Ziel der Attacke im nördlichen Hochland von Chiapas sei die Zerstörung der autonom-zapatistischen Strukturen, äußerte die Nichtregierungsorganisation CAPISE (Zentrum für politische Analyse und soziale und ökonomische Forschung) in einer am 7. November 2005 veröffentlichten Analyse.

Die OPDDIC, die von Pedro Chulín Jiménez, einem Repräsentanten der bis zum Jahr 2000 70 Jahre lang regierenden Staatspartei PRI (Institutionelle Revolutionäre Partei) geführt wird, plant den Raub von rund 1.500 Hektar Land, auf dem heute Hunderte zapatistische Familien leben. Diese Ländereien, damals im Besitz von Großgrundbesitzern, hatten die UnterstützerInnen der EZLN (Zapatistische Armee zur nationalen Befreiung) 1994 nach Beginn des Aufstands der Zapatistas besetzt und seitdem gemeinschaftlich bewirtschaftet.

Aktuell bemüht sich die neoliberale mexikanische Regierung - die sich noch jüngst für die marktradikale "Frei"handelszone der Amerikas (ALCA) aussprach - darum, die jahrzehntelang verbotene Privatisierung von Gemeindeland über vermeintliche "Hilfsprogramme" wie PROCEDE in die Wege zu leiten, um nationale und internationale Unternehmen zu Investitionen zu bewegen.

Pedro Chulín, der nachweislich als Chef der paramilitärischen Gruppe "Los Chinchulines" fungierte, leitete bereits 1997 den brutalen Angriff auf den Sitz des autonomen zapatistischen Landkreises "Tierra y Libertad". Er inszenierte am 18. Oktober diesen Jahres eine extreme Bedrohungssituation, als er mit über 100 - teils bewaffneten und von der regionalen Polizeieinheit "Öffentliche Sicherheit" begleiteten - OPDDIC-Paramilitärs zum Hauptsitz des Landkreises Olga Isabel fuhr und provokativ von einem Ingenieur das Gelände vermessen ließ.

Um ein legales Vorgehen vorzugeben, knüpfte die OPDDIC Kontakte zum Ministerium für Agrarreform (SRA) und gab an, dass bereits neun neue Siedlungsgemeinschaften Ansprüche auf die zapatistischen Ländereienangemeldet hätten.

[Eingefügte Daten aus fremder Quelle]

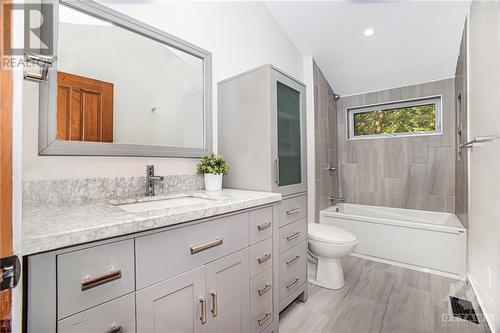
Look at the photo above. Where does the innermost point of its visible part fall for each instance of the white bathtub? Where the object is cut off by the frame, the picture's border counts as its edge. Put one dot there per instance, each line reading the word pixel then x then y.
pixel 428 241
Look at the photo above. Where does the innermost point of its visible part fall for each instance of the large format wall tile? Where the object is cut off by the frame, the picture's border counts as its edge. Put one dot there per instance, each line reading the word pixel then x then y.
pixel 326 135
pixel 408 172
pixel 441 176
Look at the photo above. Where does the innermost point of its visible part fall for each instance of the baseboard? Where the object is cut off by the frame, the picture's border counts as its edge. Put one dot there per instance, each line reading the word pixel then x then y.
pixel 412 267
pixel 479 296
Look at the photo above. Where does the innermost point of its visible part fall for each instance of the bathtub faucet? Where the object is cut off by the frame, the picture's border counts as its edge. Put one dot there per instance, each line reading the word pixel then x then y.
pixel 336 200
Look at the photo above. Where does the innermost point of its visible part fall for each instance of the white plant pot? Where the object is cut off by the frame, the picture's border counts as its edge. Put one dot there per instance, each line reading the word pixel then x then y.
pixel 213 182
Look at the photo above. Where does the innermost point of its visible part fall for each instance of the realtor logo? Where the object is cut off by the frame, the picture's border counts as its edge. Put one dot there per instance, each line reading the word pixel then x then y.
pixel 37 22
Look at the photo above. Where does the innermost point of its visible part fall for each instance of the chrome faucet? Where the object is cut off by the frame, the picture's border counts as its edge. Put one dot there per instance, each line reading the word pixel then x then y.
pixel 150 180
pixel 336 199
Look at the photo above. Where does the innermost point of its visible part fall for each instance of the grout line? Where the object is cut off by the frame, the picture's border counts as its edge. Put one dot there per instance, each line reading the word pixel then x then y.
pixel 385 309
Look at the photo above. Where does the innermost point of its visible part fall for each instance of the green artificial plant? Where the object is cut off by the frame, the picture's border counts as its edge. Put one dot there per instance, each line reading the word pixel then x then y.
pixel 213 163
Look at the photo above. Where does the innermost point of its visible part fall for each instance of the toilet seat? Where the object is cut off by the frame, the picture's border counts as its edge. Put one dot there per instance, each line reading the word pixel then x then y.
pixel 330 234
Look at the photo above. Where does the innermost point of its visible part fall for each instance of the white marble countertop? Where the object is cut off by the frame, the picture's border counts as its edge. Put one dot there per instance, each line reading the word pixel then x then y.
pixel 52 226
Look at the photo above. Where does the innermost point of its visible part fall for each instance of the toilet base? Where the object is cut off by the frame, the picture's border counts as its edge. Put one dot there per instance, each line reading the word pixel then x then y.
pixel 329 274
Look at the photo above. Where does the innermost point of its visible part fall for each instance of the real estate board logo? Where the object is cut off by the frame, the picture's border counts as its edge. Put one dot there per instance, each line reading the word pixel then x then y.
pixel 36 22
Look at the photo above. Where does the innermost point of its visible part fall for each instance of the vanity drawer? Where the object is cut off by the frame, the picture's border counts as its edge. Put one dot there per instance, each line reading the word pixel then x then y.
pixel 261 288
pixel 292 209
pixel 86 278
pixel 292 234
pixel 292 269
pixel 261 224
pixel 261 316
pixel 165 254
pixel 261 256
pixel 115 316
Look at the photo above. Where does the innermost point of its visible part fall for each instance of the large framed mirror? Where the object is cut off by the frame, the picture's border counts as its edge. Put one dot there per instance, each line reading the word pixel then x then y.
pixel 119 87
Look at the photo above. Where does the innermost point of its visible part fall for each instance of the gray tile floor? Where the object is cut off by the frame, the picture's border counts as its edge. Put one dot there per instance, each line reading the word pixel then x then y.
pixel 382 298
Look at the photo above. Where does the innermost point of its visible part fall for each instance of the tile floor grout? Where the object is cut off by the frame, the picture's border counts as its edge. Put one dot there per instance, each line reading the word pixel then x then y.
pixel 414 302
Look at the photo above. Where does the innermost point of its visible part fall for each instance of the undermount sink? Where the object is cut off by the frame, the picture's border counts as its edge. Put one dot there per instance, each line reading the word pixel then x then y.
pixel 154 204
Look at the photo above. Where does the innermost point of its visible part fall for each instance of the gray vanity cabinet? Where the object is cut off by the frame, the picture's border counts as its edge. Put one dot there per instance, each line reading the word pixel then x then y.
pixel 173 305
pixel 193 278
pixel 227 283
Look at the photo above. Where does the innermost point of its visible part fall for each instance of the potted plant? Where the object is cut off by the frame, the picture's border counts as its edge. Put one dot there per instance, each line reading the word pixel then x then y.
pixel 212 167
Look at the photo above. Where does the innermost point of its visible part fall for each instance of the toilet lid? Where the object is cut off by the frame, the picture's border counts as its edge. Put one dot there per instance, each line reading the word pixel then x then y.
pixel 329 234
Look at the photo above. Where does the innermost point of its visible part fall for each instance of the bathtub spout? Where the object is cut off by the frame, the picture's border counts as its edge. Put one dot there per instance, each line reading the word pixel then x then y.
pixel 335 200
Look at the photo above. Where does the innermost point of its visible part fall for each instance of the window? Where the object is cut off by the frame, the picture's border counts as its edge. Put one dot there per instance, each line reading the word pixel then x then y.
pixel 406 118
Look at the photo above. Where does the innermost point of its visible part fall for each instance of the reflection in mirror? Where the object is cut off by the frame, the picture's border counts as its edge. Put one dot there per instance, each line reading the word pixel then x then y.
pixel 115 85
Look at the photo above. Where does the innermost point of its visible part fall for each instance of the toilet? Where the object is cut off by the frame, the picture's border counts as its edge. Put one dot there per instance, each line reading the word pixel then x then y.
pixel 328 244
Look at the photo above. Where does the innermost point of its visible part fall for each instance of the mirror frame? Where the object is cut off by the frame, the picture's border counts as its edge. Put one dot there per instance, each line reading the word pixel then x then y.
pixel 47 143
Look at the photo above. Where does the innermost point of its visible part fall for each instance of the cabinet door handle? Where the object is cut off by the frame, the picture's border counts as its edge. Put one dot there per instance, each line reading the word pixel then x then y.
pixel 277 170
pixel 100 279
pixel 203 311
pixel 263 226
pixel 114 329
pixel 293 284
pixel 293 211
pixel 293 261
pixel 295 235
pixel 264 319
pixel 264 290
pixel 213 309
pixel 199 248
pixel 264 258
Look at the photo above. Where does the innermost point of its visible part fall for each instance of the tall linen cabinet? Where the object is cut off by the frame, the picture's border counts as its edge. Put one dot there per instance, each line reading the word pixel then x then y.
pixel 262 134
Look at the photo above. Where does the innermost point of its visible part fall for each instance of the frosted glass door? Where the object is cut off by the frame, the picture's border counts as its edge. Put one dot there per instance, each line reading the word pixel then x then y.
pixel 289 136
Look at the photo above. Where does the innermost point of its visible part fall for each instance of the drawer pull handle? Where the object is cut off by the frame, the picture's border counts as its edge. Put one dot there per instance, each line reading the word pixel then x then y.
pixel 263 226
pixel 213 294
pixel 203 309
pixel 101 279
pixel 295 235
pixel 293 211
pixel 264 290
pixel 114 329
pixel 206 246
pixel 293 284
pixel 264 258
pixel 293 261
pixel 264 319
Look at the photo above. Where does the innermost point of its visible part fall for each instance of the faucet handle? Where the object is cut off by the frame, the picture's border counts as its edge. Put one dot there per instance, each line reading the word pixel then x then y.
pixel 150 170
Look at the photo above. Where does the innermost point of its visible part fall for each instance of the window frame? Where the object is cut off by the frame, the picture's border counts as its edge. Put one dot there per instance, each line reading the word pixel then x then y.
pixel 435 99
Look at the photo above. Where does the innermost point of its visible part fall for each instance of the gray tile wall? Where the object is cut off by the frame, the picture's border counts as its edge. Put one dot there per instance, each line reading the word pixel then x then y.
pixel 410 172
pixel 461 176
pixel 325 126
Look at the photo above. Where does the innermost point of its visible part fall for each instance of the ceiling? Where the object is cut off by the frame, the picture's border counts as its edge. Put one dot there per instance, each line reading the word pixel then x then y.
pixel 414 41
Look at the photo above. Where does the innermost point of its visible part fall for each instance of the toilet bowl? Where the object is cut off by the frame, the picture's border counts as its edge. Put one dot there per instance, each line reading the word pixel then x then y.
pixel 328 244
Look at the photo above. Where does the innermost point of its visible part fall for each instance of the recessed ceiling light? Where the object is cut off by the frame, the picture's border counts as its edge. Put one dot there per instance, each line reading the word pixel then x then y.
pixel 369 32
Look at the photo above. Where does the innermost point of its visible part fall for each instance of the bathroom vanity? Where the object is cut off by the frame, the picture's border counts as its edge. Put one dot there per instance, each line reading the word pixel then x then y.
pixel 205 267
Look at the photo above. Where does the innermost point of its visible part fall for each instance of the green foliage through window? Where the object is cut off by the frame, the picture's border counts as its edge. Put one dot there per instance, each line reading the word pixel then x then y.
pixel 400 120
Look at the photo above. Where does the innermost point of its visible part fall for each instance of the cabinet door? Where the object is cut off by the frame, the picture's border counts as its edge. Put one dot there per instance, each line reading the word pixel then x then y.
pixel 288 105
pixel 174 305
pixel 227 281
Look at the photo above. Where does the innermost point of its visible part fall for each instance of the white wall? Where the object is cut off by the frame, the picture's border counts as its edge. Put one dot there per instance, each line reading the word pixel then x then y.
pixel 484 159
pixel 240 35
pixel 311 148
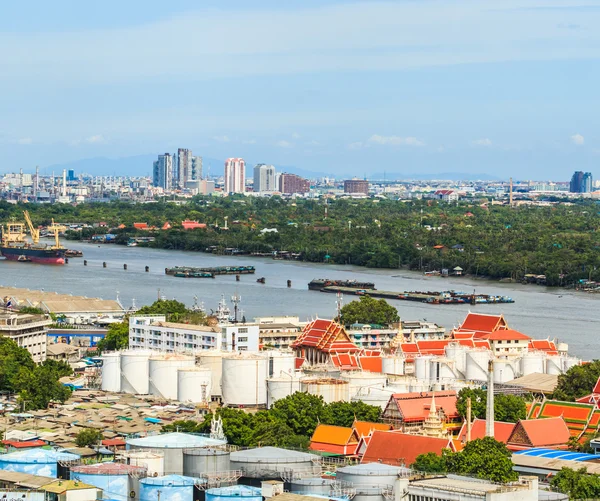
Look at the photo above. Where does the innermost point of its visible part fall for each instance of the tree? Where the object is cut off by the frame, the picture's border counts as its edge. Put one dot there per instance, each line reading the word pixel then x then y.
pixel 344 413
pixel 116 338
pixel 484 458
pixel 88 437
pixel 368 310
pixel 301 411
pixel 577 382
pixel 578 484
pixel 430 463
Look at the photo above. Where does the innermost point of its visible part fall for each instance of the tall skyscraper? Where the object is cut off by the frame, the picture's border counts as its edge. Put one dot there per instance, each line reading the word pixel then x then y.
pixel 162 173
pixel 264 178
pixel 581 182
pixel 235 175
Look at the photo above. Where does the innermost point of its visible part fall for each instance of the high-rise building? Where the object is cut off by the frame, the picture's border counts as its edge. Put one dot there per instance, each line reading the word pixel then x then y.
pixel 581 182
pixel 291 183
pixel 235 175
pixel 162 174
pixel 356 186
pixel 264 178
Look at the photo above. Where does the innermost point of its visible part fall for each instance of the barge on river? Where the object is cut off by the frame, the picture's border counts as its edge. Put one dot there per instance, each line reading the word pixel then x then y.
pixel 429 297
pixel 193 272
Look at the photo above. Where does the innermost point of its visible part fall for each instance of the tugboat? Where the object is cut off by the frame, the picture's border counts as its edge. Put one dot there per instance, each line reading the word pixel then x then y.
pixel 15 247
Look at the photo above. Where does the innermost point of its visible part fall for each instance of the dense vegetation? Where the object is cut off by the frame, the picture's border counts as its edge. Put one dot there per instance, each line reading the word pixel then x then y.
pixel 36 385
pixel 289 423
pixel 560 241
pixel 484 458
pixel 369 311
pixel 507 408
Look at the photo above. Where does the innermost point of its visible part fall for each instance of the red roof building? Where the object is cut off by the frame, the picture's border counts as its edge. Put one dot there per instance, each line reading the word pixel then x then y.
pixel 334 440
pixel 325 341
pixel 551 433
pixel 502 430
pixel 400 449
pixel 408 411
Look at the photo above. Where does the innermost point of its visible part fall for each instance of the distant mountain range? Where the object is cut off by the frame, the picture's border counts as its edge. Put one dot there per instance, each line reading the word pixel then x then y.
pixel 141 165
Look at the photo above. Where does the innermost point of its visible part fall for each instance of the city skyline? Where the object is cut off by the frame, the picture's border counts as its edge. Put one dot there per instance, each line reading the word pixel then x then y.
pixel 503 87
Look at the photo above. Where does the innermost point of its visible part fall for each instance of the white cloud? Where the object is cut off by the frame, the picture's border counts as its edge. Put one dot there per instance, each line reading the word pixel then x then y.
pixel 222 139
pixel 396 140
pixel 95 139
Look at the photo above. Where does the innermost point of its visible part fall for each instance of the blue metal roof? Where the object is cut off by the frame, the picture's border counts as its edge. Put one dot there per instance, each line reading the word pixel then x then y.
pixel 558 454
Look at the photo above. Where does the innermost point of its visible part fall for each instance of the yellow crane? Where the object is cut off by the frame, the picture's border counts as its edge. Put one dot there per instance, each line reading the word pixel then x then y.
pixel 35 232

Die Rücksichtslosigkeit der lokalen PRI-Machthaber manifestiere sich auch in der Tatsache, dass Menschen, die zuvor zwar keine Zapatistas waren, aber in friedlicher Nachbarschaft mit den EZLN-UnterstützerInnen lebten, zum Eintritt in die OPDDIC gezwungen wurden, so die NGO CAPISE nach ihrem zweiwöchigen Forschungsaufenthalt in der Konfliktregion.

In der Region Morelia, in Zentralchiapas, versucht die ehemals unabhängig-kommunistische und heute (z.T) der sozialdemokratischen PRD (Partei der Demokratischen Revolution) angegliederte CIOAC (Unabhängige Zentrale der LandarbeiterInnen), die UnterstützerInnen der EZLN von ihren Ländereien zu vertreiben: "Es sind die Anführer der CIOAC, die die Leute aufrufen, die von den Zapatistas wiedergewonnenen Ländereien zu besetzen. Später machen sie einen Vertrag mit der Regierung, damit sie den Ex-Besitzern eine Wiedergutmachung zahlt und daraufhin erhalten sie den Eigentumstitel für das Land. So sagen es die Anführer der CIOAC selbst, z.B. Luis Hernandez Cruz (Generalsekretär der PRD in Chiapas) oder Miguel Angel Vazquez Hernández (Sekretär der Grenzregion von CIOAC)."

Gleichzeitig meldet die "Junta der Guten Regierung", der zapatistische Selbstverwaltungsrat von Roberto Barrios aus der nordöstlichen Zone von Chiapas, dass die Zeitung "Cuarto Poder" ("Vierte Gewalt") die Desinformation verbreite, dass EZLN-UnterstützerInnen in ihrer Gemeinde Schüsse abgefeuert hätten, um die RegierungsanhängerInnen einzuschüchtern. Die Zapatistas distanzierten sich von jeder Gewalt.

Die entsprechende zapatistische "Junta" aus der südöstlichen Zone von "La Realidad" gab wenig später bekannt, dass die humanitäre Hilfe, die nach den verheerenden Zerstörungen durch den Hurrikan "Stan" über die Stadt Comitán an die geschädigten Zapatistas in Südchiapas geschickt wurde, von örtlichen Polizeieinheiten unnötig angehalten und verzögert wurde. Die zapatistischen Beauftragten, die völlig getrennt von den Staatsautoritäten arbeiten, wurden wiederholt bedroht und nach ihren Führungsstrukturen ausgehorcht.

Die interessierte Öffentlichkeit und die AktivistInnen fragen sich nun, inwiefern diese verschiedenen Aggressionen gegen die zapatistische Bewegung eine erste Reaktion der mexikanischen Eliten auf die politische Offensive der EZLN darstellen, die im Juni 2005 begonnen hat, eine landesweit-antikapitalistisch-außerparlamentarische Linksallianz aufzubauen, "um das Land von unten zu erschüttern und auf den Kopf zu stellen" (Subcomandante Marcos).